ZOBACZ WIDEO: #dziejesiewsporcie: Ale przymierzył! Fantastyczna bramka zawodnika V-ligowca
- Piłkarz ma krótką karierę, w moim wieku ważne jest granie jak najwięcej. Odbyłem rozmowy z Widzewem i uznałem, że to dobry projekt i odpowiednia szansa dla mnie. Miałem kilka innych ofert, głównie z klubów ze Skandynawii. To była jednak świetna okazja i coś, na co czekałem. Z wiedzą, którą mam o polskiej lidze, ta propozycja wydała mi się ekscytująca. Nie mogę się już doczekać debiutu. Jestem gotowy na pierwszy mecz zarówno fizycznie, jak i mentalnie - dodał.

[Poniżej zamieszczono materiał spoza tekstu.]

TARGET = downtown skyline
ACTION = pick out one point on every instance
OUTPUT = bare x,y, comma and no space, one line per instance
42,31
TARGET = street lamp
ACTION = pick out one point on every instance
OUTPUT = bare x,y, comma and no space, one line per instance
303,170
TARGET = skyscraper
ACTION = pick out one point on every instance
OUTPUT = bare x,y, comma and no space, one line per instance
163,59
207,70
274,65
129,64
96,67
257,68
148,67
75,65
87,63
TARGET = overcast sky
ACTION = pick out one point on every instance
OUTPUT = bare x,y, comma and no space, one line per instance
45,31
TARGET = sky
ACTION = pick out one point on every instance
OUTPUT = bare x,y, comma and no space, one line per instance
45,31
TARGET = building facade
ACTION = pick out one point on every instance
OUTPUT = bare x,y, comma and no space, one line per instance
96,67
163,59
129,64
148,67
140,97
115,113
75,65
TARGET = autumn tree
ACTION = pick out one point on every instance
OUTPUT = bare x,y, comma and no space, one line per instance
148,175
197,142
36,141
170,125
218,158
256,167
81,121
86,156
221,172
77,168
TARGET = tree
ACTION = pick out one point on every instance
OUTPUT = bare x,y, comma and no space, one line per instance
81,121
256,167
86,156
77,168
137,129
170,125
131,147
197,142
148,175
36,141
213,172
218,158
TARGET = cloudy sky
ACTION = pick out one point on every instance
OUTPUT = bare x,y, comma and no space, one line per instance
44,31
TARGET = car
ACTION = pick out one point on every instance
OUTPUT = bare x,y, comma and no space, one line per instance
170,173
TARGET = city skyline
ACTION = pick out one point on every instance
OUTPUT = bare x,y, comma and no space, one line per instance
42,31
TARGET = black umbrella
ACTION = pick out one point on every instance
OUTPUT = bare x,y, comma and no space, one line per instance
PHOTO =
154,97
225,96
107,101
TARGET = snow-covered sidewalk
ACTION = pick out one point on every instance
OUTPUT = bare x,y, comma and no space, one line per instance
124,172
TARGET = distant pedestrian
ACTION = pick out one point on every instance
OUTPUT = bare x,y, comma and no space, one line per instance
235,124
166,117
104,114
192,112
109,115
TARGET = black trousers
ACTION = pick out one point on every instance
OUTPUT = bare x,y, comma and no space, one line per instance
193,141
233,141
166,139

To drugi nowy piłkarz w łódzkim ekstraklasowiczu po Greku Polydefkisie Volanakisie. Póki co Peter Therkildsen został wypożyczony do końca sezonu 2024/2025, ale umowa zawiera opcję wykupu zawodnika.
- To gracz, który pomoże nam zwiększyć rotację na prawej obronie i w defensywie w ogóle. Jeśli wygra rywalizację do końca sezonu, to zdecydujemy się na jego wykupienie. Uważam, że jesteśmy w stanie pomóc sobie nawzajem, a Therkildsen uzyska możliwość gry w silnej lidze - przyznał Tomasz Wichniarek, dyrektor sportowy Widzewa.
Niewykluczone, że nie jest to ostatni piłkarz pozyskany przez Widzew tej zimy. Od weekendu z czeskiego FK Teplice słychać głosy, że bardzo blisko transferu jest senegalski napastnik Abdallah Gning, o czym informowaliśmy w niedzielę. Najpierw jednak musi przejść testy medyczne.